There's still some consequences, sure, but compare the different versions of D&D and you'll find a steady reduction in or easing of such consequences as the editions go along. Some rough examples:
Death:
1e - revival has high monetary cost, chance of outright failure (Res. survival roll), loss of a con point
3e - revival has moderate monetary cost, loss of a level === but auto-succeeds
5e - revival has quite low monetary cost === and auto-succeeds
Level loss:
1e - level loss possible from various sources, restoration has high monetary cost and needs to be done once for each level lost
3e - level loss possible from fewer sources, negative-level concept added, restoration sometimes relatively easy, sometimes not
5e - level loss virtually removed and-or made relatively easy to deal with
Spellcasting:
1e - casting very easy to interrupt, cannot cast while in melee, area-effect spells risky (expanding fireballs, rebounding lightning bolts)
3e - casting easy-ish to interrupt === but combat-casting feat makes casting in melee possible, most effect risks removed
5e - casting quite difficult to interrupt === casting in melee becomes ordinary practice, effects risks gone
Note however that in 1e a well-worded wish could bypass all sorts of negative consequences...if you could find and-or afford one. Wish was greatly reined in in later editions.
It's not make a character and then auto-win the entire adventure or campaign. That's just classic nostalgia, or "in may day!" thinking that isn't really true. No one here is saying they had players drop out of gaming because something bad happened to their character either. What we're saying is that in our circles, the arbitrary level loss slapped on a replacement character doesn't seem to make sense and has impacted the fun of players we know. If we happen across Wights in an adventure, so be it. We deal with it, knowing what we're in for. It makes the adventure tense and dangerous. We all know the effects can be temporary and find ways to overcome the challenge.
All fair enough.
Having a character die and then the DM says "well make another character one level lower from the rest of the group" doesn't make a lot of sense. It's not a challenge for the player to overcome, like something they would face in an adventure. It's an artificial way of try to increase the difficulty for that player or to penalize that player when all they did was play.
One argument in favour of such is to encourage players to at least attempt revival of their pre-existing character, for continuity. Another (and this one matters to me) is that it's one more small way to slow down the overall level advancement...which allows for a longer campaign.

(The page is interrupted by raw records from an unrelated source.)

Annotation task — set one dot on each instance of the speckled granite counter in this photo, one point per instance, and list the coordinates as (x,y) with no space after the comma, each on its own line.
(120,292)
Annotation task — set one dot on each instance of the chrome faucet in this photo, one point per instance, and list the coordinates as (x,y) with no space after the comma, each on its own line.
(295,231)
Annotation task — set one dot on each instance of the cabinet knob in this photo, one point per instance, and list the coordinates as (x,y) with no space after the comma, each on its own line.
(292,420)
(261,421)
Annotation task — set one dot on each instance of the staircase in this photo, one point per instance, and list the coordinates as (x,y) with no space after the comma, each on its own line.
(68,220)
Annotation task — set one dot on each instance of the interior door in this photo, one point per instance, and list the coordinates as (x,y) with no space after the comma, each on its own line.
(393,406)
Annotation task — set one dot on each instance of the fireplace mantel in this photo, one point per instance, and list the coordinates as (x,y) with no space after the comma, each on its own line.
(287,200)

Unless the entire group agrees ahead of time that replacement characters come back at a lower level because they like that kind of thing. In which case, game on. Plenty of people like a kind of retro feel to their games with these kinds of rules. Though keeping everyone at the same level or letting replacement characters come in at the same level is by no means coddling a player or removing consequences from the game.
Depends on the group, as you say.
If a player wanted to drop out of a game anytime something happened to their character, I doubt they'd be at anyone's game table.
Yet that almost seems to be the attitude shown in post 19, this thread, which is what got me talking about it.